FUNDING SCHEME: Dalby SHS will put the funding towards future programs.
FUNDING SCHEME: Dalby SHS will put the funding towards future programs. Ebony Graveur

David Littleproud fosters STEM with new funding scheme

MP DAVID Littleproud is making moves to foster innovation in the classrooms of local schools by pledging $5000 worth of funding to Dalby State High School.

The funds will go towards science, technology, engineering and mathematics, as well as agricultural studies.

"Dalby State High School will use this $5000 funding to buy materials, trolleys, trays and a 3D printer so students can make various electronic components for use in agriculture and science,” Federal Member for Maranoa David Littleproud said.

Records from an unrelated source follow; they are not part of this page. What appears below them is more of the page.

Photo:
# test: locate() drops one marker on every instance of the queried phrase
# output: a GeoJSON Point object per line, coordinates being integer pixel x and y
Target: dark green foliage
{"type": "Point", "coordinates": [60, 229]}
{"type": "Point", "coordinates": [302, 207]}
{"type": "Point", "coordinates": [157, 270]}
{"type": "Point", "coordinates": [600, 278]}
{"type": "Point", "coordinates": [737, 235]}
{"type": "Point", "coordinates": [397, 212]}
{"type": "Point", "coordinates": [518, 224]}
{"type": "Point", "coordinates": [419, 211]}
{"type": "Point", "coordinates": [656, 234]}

"Students will explore the wonders of science, technology, engineering and maths and apply these theories to projects that involve robotics, like GPS trackers on cattle.”

The $29.8 million Inspiring Australia science program provided the funding as part of the Coalition's $1.1 billion National Innovation and Science Agenda.

The program, alongside the government's rational economic plan, has generated 1.25 million jobs since 2013.

The program is expected to create an additional 1.25 million jobs between now and 2024, as well as enhance the students' skills in the STEM areas.

This will co-ordinate with the Women Who Weld program, which promotes the importance of hiring women in male-dominated fields.

"Mathematics and science skills are essential for our economic prosperity and harnessing this knowledge in Maranoa is important for the future prosperity of the region,” Mr Littleproud said.

"We know that 75 per cent of future jobs will require these skills, and this program introduces young people to STEM, allowing them to learn useful skills that can lead to rewarding careers in Maranoa.”

School principal Dr Dean Russell said the funding would be instrumental for a renewed initiative being run at the Bunya campus of the high school called Ag Innovate.

"It's basically a full-time program for students where they do a variety of vocational programs and academic studies,” Dr Russell said.

"I can see the $5000 will be a very useful injection into that program in terms of providing state of the art resources for the kids.”